Simon reached for the picture Vlad held. “I want to show them this picture. I’d like you to e-mail it to Jesse Walker and Steve Ferryman. Maybe the Intuits will have a feeling for what it means.”
“Just this picture or both of them?”
“Would the Intuits on Great Island care about bison?” Henry asked.
Vlad shrugged.
“Send both,” Simon said. Taking the picture of the old woman, he went downstairs and found both girls in the stock room, busily depleting the stock he wanted in the store for next week’s visitors. “Look at this.”
They stopped and stared at the picture.
“I’m not sure what we’re supposed to see,” Ruthie finally said.
He wasn’t sure either. That’s why he showed them the picture.
“What kind of cards is she pointing to?” Merri Lee asked.
Simon growled softly. Couldn’t help it. “I don’t know. She told fortunes. With the cards.” Except she hadn’t used the cards the day he stopped by her table. That day, the old woman had opened a silver razor and cut her skin.
They cocked their heads, such a Wolflike gesture it startled him.
“Tarot?” Merri Lee said, looking at Ruthie.
“Maybe,” Ruthie replied. “But the woman is like Meg, a cassandra sangue. Would one of them use tarot cards? And how can you tell from the picture that she used the cards to tell fortunes?”
“I saw her once when I was a juvenile.” Simon studied the females. He wasn’t going to back away. Or run. But predators had that same focused look in their eyes just before they sprang at their prey.
They have little teeth and little claws that aren’t very sharp. And I can run faster.
“You met her,” Merri Lee said slowly. “So this is a . . .”
“Vision drawing,” he finished. “That’s what we’re calling the pictures the Hope pup makes.”

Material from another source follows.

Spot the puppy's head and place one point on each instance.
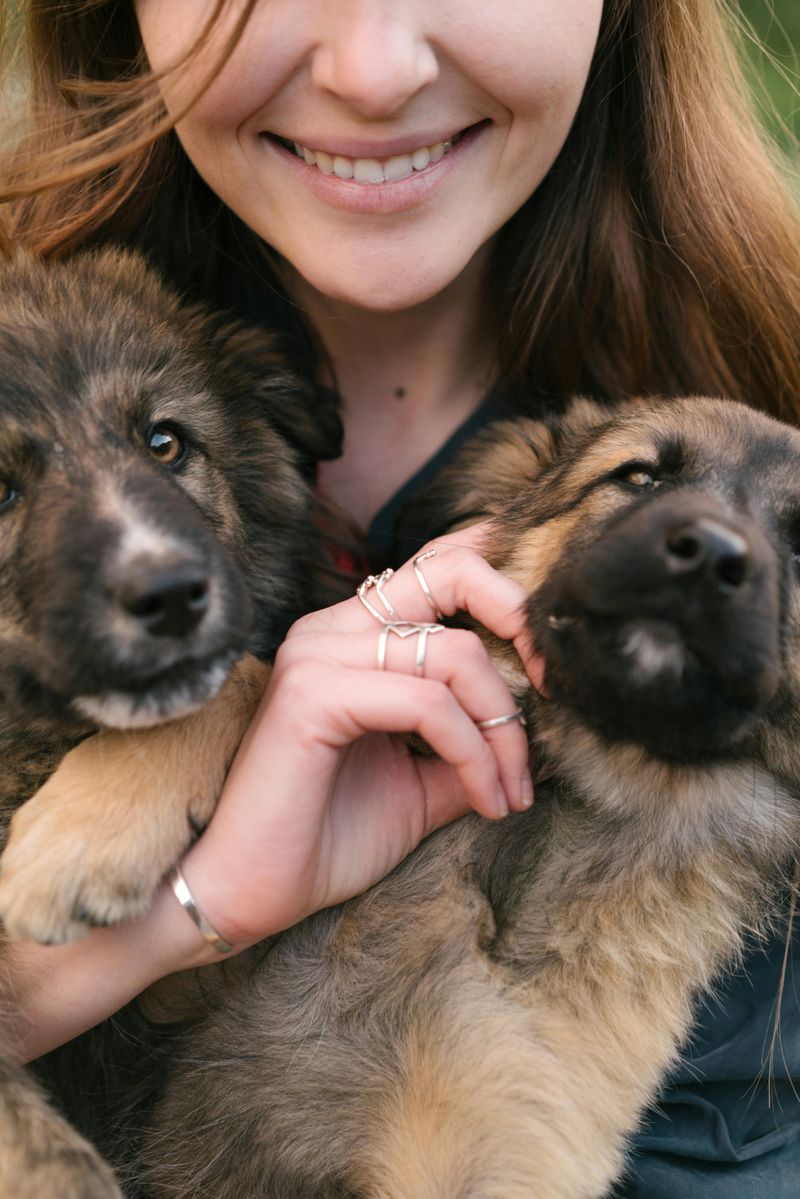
(146, 498)
(660, 546)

“A message.” Ruthie pointed to the bottom right-hand corner. “For Meg.”
That look again. “I’m going to show her,” he said, sounding, and feeling, defensive.
“There are some stores around Lakeside University that might sell tarot cards,” Merri Lee said.
“Better if you stay away from the university stores,” Ruthie said. “Karl and I can go after he gets off work.”